Pelatihan ini ditujukan untuk membekali kader posyandu agar dapat meneruskan pengetahuan tersebut kepada masyarakat, khususnya dalam mendukung program Pemberian Makanan Tambahan (PMT) bagi anak sekolah usia 5–9 tahun, remaja, dan lansia.
Kader Posyandu Cenderawasih, Heni Purwati, mengaku selama ini pihaknya kerap mengalami kesulitan mengolah ikan karena bau amis yang kurang diminati anak-anak. Ia menilai teknik yang diperoleh dalam pelatihan membantu meningkatkan kualitas olahan.
“Selama ini kita sering kesulitan mengolah ikan karena bau amisnya masih terasa. Dalam demo tadi, kami belajar teknik yang membuat olahan tidak amis dan anak-anak lebih menyukainya,” ujarnya.
IT Manager Jayapura, James W. Muabuay, menjelaskan bahwa program tersebut tidak hanya berfokus pada pelatihan memasak, tetapi juga mendorong pelestarian budaya kuliner Papua melalui inovasi pangan lokal.
“Kehadiran Papua Jungle Chef diharapkan dapat menginspirasi ibu-ibu dan kader posyandu untuk lebih kreatif mengolah pangan lokal.
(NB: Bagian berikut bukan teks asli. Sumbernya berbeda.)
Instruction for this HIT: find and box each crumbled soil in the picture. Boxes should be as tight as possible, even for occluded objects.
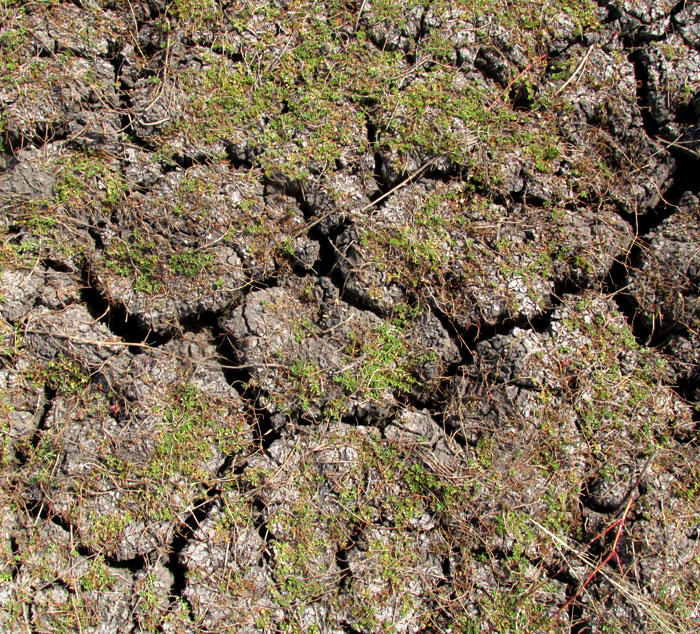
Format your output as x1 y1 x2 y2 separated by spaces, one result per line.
1 1 699 633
Kami meyakini pemenuhan gizi berkualitas menjadi fondasi penting dalam membangun generasi Jayapura yang sehat dan unggul,” katanya.
Melalui Program Posyandu Berdaya Imbi, Pertamina Patra Niaga berharap dapat berkontribusi dalam upaya penurunan angka stunting serta peningkatan derajat kesehatan masyarakat di Kelurahan Imbi.